The only performance I can recollect from District 9 is that of Sharlto Copley, the lead. You see everything that happens in his life. He delivers what is expected from a simpleton who gets exploited. There is a scene in the film where he sees himself on screen being accused of having sexual intercourse with a prawn. On any other occasion, I would've found it hilarious. But Sharlto Copley's performance made me feel pity.

I don't know why, but I think that Neill Blomkamp and James Cameron both engage in bestiality and haven't had enough. In just one month, I've seen two films in which the main character's relationship is with an alien.

Grazing upon themes such as apartheid and Xenophobia, District 9 is a fresh,original and riveting film with high brow visual effects. A definite contender in the best original screenplay and best picture category but sadly, not in the best director.

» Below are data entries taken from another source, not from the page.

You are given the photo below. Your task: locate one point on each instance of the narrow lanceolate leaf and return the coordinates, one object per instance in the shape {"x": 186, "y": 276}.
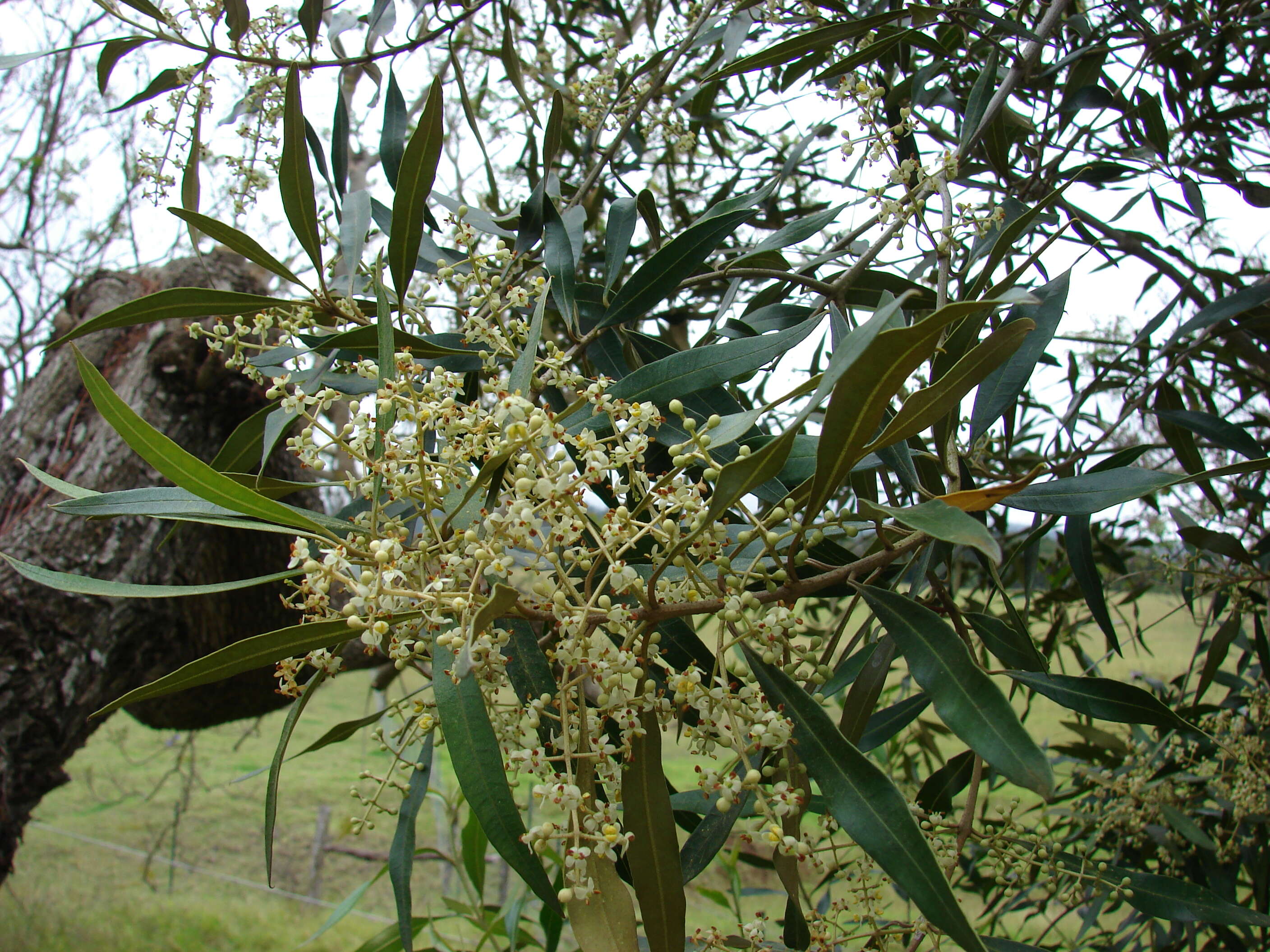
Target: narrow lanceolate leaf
{"x": 296, "y": 177}
{"x": 558, "y": 261}
{"x": 1001, "y": 389}
{"x": 112, "y": 52}
{"x": 689, "y": 371}
{"x": 938, "y": 791}
{"x": 710, "y": 836}
{"x": 520, "y": 381}
{"x": 659, "y": 276}
{"x": 1103, "y": 697}
{"x": 1225, "y": 433}
{"x": 1217, "y": 650}
{"x": 931, "y": 404}
{"x": 1008, "y": 645}
{"x": 866, "y": 805}
{"x": 280, "y": 755}
{"x": 1165, "y": 898}
{"x": 617, "y": 238}
{"x": 187, "y": 471}
{"x": 414, "y": 184}
{"x": 166, "y": 82}
{"x": 84, "y": 586}
{"x": 393, "y": 131}
{"x": 237, "y": 242}
{"x": 175, "y": 304}
{"x": 1079, "y": 542}
{"x": 940, "y": 521}
{"x": 860, "y": 400}
{"x": 606, "y": 923}
{"x": 967, "y": 700}
{"x": 244, "y": 655}
{"x": 478, "y": 764}
{"x": 654, "y": 851}
{"x": 1090, "y": 492}
{"x": 402, "y": 852}
{"x": 889, "y": 721}
{"x": 802, "y": 45}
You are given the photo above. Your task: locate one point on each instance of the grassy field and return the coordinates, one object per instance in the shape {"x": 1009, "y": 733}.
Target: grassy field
{"x": 130, "y": 783}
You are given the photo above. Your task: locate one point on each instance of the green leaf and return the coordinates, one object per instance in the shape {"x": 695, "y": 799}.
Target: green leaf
{"x": 1001, "y": 389}
{"x": 175, "y": 304}
{"x": 1182, "y": 441}
{"x": 847, "y": 671}
{"x": 977, "y": 105}
{"x": 148, "y": 8}
{"x": 166, "y": 82}
{"x": 66, "y": 489}
{"x": 402, "y": 852}
{"x": 346, "y": 906}
{"x": 940, "y": 521}
{"x": 239, "y": 18}
{"x": 1187, "y": 827}
{"x": 1103, "y": 699}
{"x": 244, "y": 655}
{"x": 931, "y": 404}
{"x": 797, "y": 47}
{"x": 310, "y": 19}
{"x": 1006, "y": 643}
{"x": 938, "y": 791}
{"x": 710, "y": 836}
{"x": 512, "y": 68}
{"x": 866, "y": 805}
{"x": 179, "y": 504}
{"x": 1090, "y": 492}
{"x": 84, "y": 586}
{"x": 793, "y": 233}
{"x": 393, "y": 131}
{"x": 1224, "y": 309}
{"x": 112, "y": 52}
{"x": 478, "y": 763}
{"x": 1217, "y": 650}
{"x": 558, "y": 261}
{"x": 473, "y": 848}
{"x": 1222, "y": 544}
{"x": 617, "y": 238}
{"x": 414, "y": 184}
{"x": 966, "y": 699}
{"x": 237, "y": 242}
{"x": 1154, "y": 126}
{"x": 860, "y": 402}
{"x": 659, "y": 277}
{"x": 521, "y": 379}
{"x": 1222, "y": 432}
{"x": 242, "y": 449}
{"x": 389, "y": 938}
{"x": 1165, "y": 898}
{"x": 889, "y": 721}
{"x": 654, "y": 850}
{"x": 280, "y": 755}
{"x": 698, "y": 369}
{"x": 1079, "y": 542}
{"x": 187, "y": 471}
{"x": 366, "y": 339}
{"x": 296, "y": 177}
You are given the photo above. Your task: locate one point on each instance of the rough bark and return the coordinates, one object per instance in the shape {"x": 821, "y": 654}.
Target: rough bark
{"x": 64, "y": 657}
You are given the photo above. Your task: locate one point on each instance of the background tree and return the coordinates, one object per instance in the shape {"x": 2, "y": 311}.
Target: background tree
{"x": 980, "y": 137}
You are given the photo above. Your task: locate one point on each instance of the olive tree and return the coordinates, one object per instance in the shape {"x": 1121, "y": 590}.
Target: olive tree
{"x": 639, "y": 343}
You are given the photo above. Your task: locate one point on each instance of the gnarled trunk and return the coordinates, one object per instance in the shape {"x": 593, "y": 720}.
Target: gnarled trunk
{"x": 64, "y": 657}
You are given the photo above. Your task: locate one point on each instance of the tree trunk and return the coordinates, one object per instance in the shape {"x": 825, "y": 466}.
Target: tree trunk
{"x": 64, "y": 657}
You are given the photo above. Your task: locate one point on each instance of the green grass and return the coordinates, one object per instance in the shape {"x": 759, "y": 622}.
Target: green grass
{"x": 74, "y": 895}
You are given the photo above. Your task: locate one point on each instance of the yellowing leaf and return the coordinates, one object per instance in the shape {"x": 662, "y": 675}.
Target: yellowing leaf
{"x": 976, "y": 500}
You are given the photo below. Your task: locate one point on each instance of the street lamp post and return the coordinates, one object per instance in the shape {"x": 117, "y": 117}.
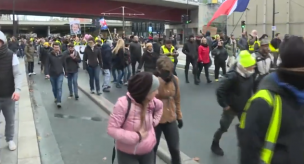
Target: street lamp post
{"x": 273, "y": 18}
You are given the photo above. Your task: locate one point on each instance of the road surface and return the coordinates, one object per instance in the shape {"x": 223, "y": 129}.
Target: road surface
{"x": 74, "y": 134}
{"x": 201, "y": 114}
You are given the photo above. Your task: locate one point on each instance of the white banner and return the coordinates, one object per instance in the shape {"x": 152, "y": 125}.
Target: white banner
{"x": 78, "y": 48}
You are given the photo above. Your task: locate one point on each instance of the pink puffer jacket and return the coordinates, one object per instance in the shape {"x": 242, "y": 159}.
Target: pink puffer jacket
{"x": 127, "y": 138}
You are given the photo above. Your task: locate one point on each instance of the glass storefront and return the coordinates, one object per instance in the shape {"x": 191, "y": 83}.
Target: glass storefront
{"x": 146, "y": 28}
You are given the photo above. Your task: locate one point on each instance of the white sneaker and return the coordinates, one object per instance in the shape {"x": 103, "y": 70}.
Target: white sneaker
{"x": 11, "y": 145}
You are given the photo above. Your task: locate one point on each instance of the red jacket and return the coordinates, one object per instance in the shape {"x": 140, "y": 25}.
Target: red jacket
{"x": 203, "y": 54}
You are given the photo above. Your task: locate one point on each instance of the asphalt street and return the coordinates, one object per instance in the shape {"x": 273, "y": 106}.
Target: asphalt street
{"x": 74, "y": 134}
{"x": 201, "y": 115}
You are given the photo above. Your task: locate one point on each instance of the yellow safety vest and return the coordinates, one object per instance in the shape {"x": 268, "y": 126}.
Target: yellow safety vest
{"x": 272, "y": 49}
{"x": 58, "y": 42}
{"x": 273, "y": 127}
{"x": 166, "y": 51}
{"x": 76, "y": 43}
{"x": 251, "y": 47}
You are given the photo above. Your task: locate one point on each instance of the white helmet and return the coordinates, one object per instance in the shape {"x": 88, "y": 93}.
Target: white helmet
{"x": 3, "y": 37}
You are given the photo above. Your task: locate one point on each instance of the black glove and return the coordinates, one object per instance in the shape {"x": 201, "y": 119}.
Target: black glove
{"x": 180, "y": 123}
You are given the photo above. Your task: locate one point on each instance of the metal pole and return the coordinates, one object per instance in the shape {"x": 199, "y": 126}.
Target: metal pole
{"x": 123, "y": 18}
{"x": 14, "y": 21}
{"x": 188, "y": 18}
{"x": 273, "y": 18}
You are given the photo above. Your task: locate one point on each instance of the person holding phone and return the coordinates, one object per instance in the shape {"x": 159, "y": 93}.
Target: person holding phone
{"x": 71, "y": 60}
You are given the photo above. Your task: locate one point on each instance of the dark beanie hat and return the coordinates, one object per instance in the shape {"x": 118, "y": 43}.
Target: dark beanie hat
{"x": 292, "y": 52}
{"x": 141, "y": 84}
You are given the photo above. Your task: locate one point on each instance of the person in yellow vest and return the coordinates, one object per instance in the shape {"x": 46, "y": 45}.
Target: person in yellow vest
{"x": 169, "y": 50}
{"x": 76, "y": 42}
{"x": 274, "y": 48}
{"x": 232, "y": 94}
{"x": 271, "y": 126}
{"x": 253, "y": 42}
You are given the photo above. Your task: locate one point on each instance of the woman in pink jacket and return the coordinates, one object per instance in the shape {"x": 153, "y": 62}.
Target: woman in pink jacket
{"x": 133, "y": 120}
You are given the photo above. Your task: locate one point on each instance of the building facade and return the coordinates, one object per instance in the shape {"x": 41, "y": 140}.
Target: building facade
{"x": 259, "y": 16}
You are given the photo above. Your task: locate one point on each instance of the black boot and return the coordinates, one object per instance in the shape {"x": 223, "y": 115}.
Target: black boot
{"x": 208, "y": 79}
{"x": 186, "y": 75}
{"x": 196, "y": 81}
{"x": 215, "y": 148}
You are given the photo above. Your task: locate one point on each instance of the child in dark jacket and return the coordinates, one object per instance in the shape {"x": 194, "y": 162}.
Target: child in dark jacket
{"x": 106, "y": 53}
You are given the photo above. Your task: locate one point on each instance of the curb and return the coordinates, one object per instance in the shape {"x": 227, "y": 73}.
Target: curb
{"x": 162, "y": 151}
{"x": 28, "y": 148}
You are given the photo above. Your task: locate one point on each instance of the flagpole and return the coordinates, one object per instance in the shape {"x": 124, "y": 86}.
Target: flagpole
{"x": 237, "y": 22}
{"x": 273, "y": 18}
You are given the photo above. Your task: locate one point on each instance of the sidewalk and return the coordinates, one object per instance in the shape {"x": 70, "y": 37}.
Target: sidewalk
{"x": 107, "y": 106}
{"x": 25, "y": 132}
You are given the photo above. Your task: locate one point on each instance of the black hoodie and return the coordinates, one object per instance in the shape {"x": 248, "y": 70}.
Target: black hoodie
{"x": 234, "y": 90}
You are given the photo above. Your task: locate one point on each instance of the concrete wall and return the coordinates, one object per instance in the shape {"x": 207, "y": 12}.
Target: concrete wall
{"x": 289, "y": 19}
{"x": 206, "y": 12}
{"x": 192, "y": 27}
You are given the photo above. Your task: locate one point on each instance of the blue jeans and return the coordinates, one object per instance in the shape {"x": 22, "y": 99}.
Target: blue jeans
{"x": 72, "y": 83}
{"x": 106, "y": 79}
{"x": 120, "y": 76}
{"x": 56, "y": 82}
{"x": 127, "y": 73}
{"x": 114, "y": 74}
{"x": 94, "y": 74}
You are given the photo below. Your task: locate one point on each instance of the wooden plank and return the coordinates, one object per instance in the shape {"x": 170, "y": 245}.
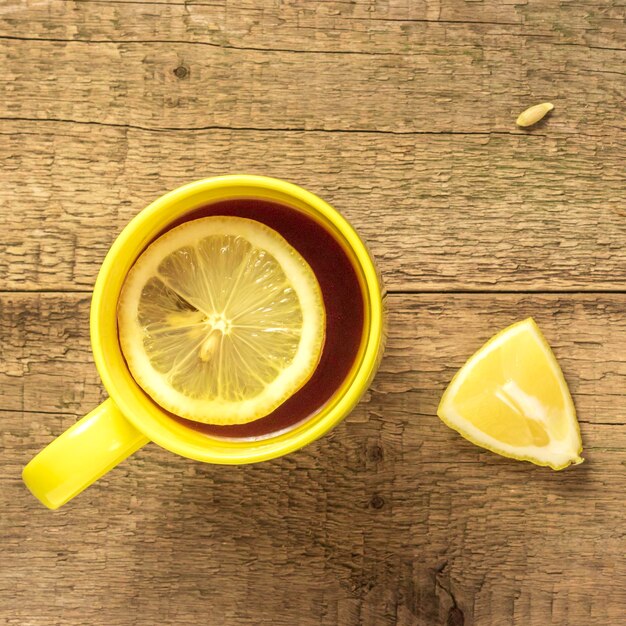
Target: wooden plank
{"x": 440, "y": 212}
{"x": 478, "y": 86}
{"x": 339, "y": 26}
{"x": 391, "y": 519}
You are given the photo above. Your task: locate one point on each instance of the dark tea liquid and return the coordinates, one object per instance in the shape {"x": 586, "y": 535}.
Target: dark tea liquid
{"x": 343, "y": 300}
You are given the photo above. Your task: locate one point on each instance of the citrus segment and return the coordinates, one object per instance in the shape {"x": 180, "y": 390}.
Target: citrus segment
{"x": 221, "y": 320}
{"x": 511, "y": 397}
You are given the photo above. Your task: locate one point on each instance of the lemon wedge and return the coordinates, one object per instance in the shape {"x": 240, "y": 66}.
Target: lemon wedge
{"x": 511, "y": 398}
{"x": 221, "y": 320}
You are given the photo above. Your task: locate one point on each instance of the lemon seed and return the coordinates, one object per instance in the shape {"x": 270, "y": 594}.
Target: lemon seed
{"x": 533, "y": 114}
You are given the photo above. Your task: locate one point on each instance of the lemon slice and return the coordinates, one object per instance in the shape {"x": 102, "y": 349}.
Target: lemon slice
{"x": 221, "y": 320}
{"x": 511, "y": 398}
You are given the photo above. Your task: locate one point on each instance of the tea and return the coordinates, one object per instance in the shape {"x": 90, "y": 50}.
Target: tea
{"x": 344, "y": 304}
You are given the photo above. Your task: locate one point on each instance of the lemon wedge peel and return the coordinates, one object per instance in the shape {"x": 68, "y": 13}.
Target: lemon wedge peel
{"x": 298, "y": 276}
{"x": 560, "y": 452}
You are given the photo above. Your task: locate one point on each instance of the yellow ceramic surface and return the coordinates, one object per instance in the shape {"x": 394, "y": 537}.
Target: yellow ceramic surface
{"x": 129, "y": 419}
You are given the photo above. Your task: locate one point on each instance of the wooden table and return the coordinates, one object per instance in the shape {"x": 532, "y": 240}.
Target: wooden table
{"x": 401, "y": 114}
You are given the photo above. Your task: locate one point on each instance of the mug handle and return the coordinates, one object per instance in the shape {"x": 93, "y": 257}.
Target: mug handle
{"x": 82, "y": 454}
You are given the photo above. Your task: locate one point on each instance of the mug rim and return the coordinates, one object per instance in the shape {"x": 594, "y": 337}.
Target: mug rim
{"x": 144, "y": 414}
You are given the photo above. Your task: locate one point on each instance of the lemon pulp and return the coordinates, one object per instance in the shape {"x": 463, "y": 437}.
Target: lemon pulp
{"x": 511, "y": 397}
{"x": 221, "y": 320}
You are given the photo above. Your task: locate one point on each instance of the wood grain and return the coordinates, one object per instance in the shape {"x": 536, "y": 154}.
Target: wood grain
{"x": 544, "y": 211}
{"x": 391, "y": 519}
{"x": 401, "y": 114}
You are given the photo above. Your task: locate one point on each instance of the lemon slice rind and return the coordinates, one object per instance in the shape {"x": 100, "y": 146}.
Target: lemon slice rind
{"x": 299, "y": 275}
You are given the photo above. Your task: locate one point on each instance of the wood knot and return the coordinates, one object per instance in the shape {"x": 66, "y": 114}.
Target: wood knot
{"x": 181, "y": 72}
{"x": 455, "y": 617}
{"x": 375, "y": 453}
{"x": 377, "y": 502}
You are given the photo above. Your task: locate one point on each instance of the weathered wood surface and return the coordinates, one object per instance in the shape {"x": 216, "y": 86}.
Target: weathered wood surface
{"x": 404, "y": 121}
{"x": 391, "y": 519}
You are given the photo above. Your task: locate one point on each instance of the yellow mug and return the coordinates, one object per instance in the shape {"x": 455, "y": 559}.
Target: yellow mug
{"x": 128, "y": 419}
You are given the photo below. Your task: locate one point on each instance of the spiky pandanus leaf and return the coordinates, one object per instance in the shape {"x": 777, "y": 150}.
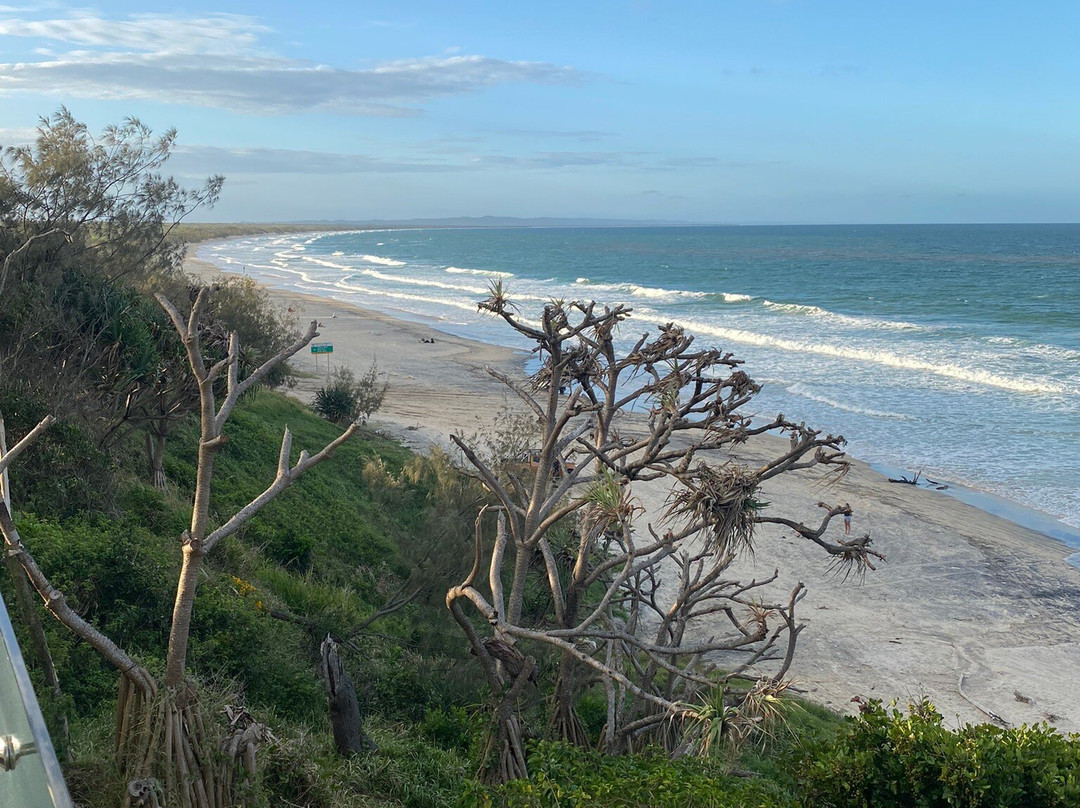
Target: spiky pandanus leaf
{"x": 725, "y": 500}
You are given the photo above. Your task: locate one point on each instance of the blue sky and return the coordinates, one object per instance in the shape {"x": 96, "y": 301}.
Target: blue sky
{"x": 725, "y": 111}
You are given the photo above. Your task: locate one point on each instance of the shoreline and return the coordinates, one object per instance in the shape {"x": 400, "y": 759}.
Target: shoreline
{"x": 966, "y": 596}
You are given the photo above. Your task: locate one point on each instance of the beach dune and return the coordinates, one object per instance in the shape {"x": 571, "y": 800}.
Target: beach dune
{"x": 970, "y": 610}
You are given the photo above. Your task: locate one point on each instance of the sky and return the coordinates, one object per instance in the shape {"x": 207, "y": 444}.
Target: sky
{"x": 726, "y": 111}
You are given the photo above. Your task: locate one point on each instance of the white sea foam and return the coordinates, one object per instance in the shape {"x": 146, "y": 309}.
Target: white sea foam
{"x": 806, "y": 392}
{"x": 862, "y": 322}
{"x": 944, "y": 369}
{"x": 484, "y": 272}
{"x": 380, "y": 260}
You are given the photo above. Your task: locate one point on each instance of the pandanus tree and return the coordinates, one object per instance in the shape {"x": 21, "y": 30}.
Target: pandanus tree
{"x": 624, "y": 594}
{"x": 163, "y": 741}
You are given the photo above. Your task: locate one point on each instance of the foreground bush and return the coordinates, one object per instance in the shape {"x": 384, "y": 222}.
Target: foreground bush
{"x": 568, "y": 776}
{"x": 891, "y": 759}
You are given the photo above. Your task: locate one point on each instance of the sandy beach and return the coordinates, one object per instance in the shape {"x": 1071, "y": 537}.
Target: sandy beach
{"x": 971, "y": 610}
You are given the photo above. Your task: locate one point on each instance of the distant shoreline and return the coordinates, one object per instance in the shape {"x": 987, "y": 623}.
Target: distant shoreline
{"x": 1022, "y": 515}
{"x": 963, "y": 593}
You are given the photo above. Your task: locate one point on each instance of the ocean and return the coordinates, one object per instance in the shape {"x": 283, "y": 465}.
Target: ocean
{"x": 948, "y": 350}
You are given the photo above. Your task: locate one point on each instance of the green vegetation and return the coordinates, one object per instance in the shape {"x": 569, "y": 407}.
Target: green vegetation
{"x": 348, "y": 399}
{"x": 888, "y": 759}
{"x": 362, "y": 549}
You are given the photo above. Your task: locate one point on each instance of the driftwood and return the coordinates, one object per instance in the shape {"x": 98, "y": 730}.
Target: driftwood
{"x": 610, "y": 619}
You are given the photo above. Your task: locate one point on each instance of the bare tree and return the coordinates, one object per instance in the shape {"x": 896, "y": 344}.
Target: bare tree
{"x": 622, "y": 594}
{"x": 161, "y": 734}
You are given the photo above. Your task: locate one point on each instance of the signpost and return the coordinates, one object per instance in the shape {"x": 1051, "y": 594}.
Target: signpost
{"x": 326, "y": 348}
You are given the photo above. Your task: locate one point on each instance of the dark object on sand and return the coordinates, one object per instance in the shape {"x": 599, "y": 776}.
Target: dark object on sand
{"x": 915, "y": 481}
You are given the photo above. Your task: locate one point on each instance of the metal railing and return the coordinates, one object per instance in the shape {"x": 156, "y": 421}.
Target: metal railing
{"x": 29, "y": 772}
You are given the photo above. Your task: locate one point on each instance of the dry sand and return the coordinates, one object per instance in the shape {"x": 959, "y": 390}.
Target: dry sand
{"x": 966, "y": 601}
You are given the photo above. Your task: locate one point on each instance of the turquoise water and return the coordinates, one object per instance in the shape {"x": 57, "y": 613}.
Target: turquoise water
{"x": 952, "y": 350}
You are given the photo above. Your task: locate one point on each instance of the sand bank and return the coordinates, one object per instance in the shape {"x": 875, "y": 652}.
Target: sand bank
{"x": 970, "y": 609}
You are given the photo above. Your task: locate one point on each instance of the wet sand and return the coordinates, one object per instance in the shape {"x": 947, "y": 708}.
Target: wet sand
{"x": 967, "y": 601}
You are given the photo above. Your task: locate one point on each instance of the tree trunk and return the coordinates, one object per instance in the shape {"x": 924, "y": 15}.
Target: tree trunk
{"x": 349, "y": 736}
{"x": 181, "y": 613}
{"x": 566, "y": 724}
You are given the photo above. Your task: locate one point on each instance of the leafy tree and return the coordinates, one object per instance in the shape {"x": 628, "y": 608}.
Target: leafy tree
{"x": 82, "y": 220}
{"x": 161, "y": 735}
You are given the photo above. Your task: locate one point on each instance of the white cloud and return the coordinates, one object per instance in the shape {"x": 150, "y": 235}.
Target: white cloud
{"x": 230, "y": 161}
{"x": 16, "y": 136}
{"x": 216, "y": 61}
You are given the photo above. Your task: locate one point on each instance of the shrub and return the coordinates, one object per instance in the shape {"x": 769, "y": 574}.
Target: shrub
{"x": 889, "y": 759}
{"x": 348, "y": 399}
{"x": 563, "y": 776}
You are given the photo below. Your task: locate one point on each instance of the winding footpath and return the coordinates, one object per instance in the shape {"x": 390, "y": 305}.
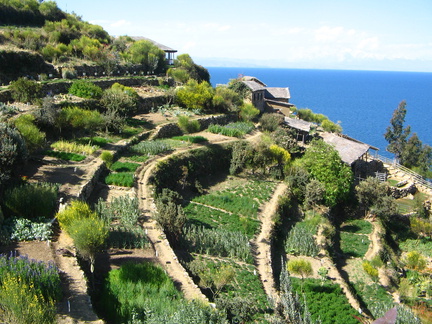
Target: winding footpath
{"x": 263, "y": 258}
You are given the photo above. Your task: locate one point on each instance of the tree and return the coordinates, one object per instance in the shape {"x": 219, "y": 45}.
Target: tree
{"x": 13, "y": 151}
{"x": 195, "y": 95}
{"x": 371, "y": 192}
{"x": 396, "y": 135}
{"x": 170, "y": 214}
{"x": 248, "y": 112}
{"x": 89, "y": 235}
{"x": 324, "y": 164}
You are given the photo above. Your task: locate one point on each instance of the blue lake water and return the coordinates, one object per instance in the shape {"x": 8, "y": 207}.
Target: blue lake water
{"x": 363, "y": 101}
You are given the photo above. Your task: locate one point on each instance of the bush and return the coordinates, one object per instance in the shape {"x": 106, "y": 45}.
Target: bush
{"x": 415, "y": 261}
{"x": 270, "y": 122}
{"x": 76, "y": 211}
{"x": 122, "y": 179}
{"x": 28, "y": 290}
{"x": 32, "y": 200}
{"x": 107, "y": 157}
{"x": 22, "y": 229}
{"x": 85, "y": 89}
{"x": 119, "y": 99}
{"x": 71, "y": 147}
{"x": 187, "y": 125}
{"x": 24, "y": 90}
{"x": 33, "y": 137}
{"x": 89, "y": 235}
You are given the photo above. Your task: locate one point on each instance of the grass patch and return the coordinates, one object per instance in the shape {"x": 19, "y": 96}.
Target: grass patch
{"x": 65, "y": 155}
{"x": 326, "y": 301}
{"x": 357, "y": 226}
{"x": 93, "y": 141}
{"x": 124, "y": 166}
{"x": 122, "y": 179}
{"x": 422, "y": 245}
{"x": 190, "y": 139}
{"x": 72, "y": 147}
{"x": 354, "y": 245}
{"x": 238, "y": 129}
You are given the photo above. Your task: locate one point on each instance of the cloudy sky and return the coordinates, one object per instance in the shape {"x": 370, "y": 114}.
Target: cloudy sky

  1. I certainly don’t blame you for turning your nose up at science fiction movies, but I’m glad that there’s one sci-fi movie that you can genuinely like. I think the reason you ended up liking it is that it felt so REAL and tangible. The fact that it was set on Earth instead in outer space helps a lot. Plus, the VFX wove in so seamlessly even with the supposedly reality-style cameras in the mockumentary parts. You tend to forget that during filming, it was just a guy on stilts wearing a suit covered with dots being picked up by high-tech cameras playing the aliens. Also, Wikus’s struggle when you take out the alien factor of it is very human. It’s not a fight to be human again; it’s a fight to do what’s right, even if it meant sacrifice.